Agent, Advisor and Dealer in British Art

Peter de Wint (British, 1784–1849)

View in Cumberland

Peter De Wint

This atmospheric panorama with a remarkably extensive uninterrupted vista dates from the 1830s and is a companion to A View of the Cumberland Hills from Patterdale , in the collection of the Whitworth Art Gallery, Manchester (D1924.63). Both watercolours are painted with wet, broad washes in the same palette on two sketchbook pages joined together, in the narrow panoramic format favoured by the artist, and are identical in size. They were presumably done on the spot. It seems highly probable that this watercolour is also of the fell region between Keswick and Penrith. De Wint is thought to have drawn these when visiting from the homes of his patrons the Howards of Leben or the Lonsdales of Lowther, with both of whom he stayed.

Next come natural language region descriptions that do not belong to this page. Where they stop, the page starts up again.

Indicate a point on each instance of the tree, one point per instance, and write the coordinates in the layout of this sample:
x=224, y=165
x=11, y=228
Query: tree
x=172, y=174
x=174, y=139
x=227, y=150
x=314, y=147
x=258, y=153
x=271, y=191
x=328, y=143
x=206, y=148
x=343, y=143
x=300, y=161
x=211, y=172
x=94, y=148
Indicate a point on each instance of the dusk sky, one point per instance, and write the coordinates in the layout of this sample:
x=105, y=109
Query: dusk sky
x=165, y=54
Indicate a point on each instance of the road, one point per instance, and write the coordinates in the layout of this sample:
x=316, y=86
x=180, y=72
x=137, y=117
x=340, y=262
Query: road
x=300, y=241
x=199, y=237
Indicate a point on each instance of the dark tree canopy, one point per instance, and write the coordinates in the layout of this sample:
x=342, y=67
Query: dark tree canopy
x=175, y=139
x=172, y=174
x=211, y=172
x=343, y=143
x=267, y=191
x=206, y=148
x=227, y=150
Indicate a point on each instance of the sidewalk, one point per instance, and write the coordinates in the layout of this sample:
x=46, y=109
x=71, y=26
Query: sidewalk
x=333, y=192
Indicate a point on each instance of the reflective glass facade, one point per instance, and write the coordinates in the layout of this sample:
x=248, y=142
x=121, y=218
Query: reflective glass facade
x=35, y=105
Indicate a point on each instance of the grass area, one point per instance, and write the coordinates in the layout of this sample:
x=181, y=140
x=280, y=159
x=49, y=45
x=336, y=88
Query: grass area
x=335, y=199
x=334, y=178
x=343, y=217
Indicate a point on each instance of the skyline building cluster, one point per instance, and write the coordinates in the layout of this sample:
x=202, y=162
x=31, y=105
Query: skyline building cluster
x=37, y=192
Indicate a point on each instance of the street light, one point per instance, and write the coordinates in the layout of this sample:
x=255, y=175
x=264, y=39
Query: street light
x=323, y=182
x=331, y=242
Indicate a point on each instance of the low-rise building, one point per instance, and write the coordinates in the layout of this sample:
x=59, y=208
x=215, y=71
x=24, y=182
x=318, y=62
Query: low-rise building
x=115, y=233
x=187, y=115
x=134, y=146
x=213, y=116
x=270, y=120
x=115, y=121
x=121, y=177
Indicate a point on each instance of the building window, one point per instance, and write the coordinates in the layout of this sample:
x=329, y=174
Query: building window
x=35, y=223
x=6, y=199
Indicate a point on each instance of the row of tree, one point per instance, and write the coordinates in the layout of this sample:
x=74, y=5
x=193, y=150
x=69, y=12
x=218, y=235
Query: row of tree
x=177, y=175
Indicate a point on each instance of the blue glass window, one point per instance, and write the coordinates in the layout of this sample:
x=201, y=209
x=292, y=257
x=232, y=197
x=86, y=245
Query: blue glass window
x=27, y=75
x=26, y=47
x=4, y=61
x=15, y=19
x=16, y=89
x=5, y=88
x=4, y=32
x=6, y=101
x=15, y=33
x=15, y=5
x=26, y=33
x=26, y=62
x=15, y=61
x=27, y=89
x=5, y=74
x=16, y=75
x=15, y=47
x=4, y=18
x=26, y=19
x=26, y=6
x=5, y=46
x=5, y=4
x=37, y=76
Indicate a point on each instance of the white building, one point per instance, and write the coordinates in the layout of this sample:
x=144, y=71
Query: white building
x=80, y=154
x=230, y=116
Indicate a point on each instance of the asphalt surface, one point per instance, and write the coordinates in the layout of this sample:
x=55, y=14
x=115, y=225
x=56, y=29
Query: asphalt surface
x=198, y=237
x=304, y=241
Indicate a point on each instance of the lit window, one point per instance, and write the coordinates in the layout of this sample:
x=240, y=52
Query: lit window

The Gentleman’s Magazine obituary of the artist stated, His visits to the lakes of Westmerland [sic] and Cumberland produced many valuable sketches and drawings of picturesque scenery of a higher character; and his characteristic diligence in studying nature under all circumstances was never relaxed. 1

1. September 1849, p. 322, quoted in John Lord, ed., ‘Peter de Wint 1784–1849’, exhibition catalogue, Usher Art Gallery, Lincoln, 2007, p. 145.

SOLD

Inscribed verso: View in Cumberland F de Wint, watercolour, on two sheets, joined

15.2 x 64.7 cm; 6 x 25½ inches

Provenance: Lady Lyons, her sale at Christie’s, London, 24 October 1960, lot 42;
With Spink & Son Ltd, London, K3 1910;
H. A. Molins, his sale at Sotheby’s, London, 22 November 2007, lot 143;
With WS Fine Art, London, 2008;
The Flannery collection, UK, and by descent until 2018.

Exhibited: WS Fine Art, summer 2008, no. 34.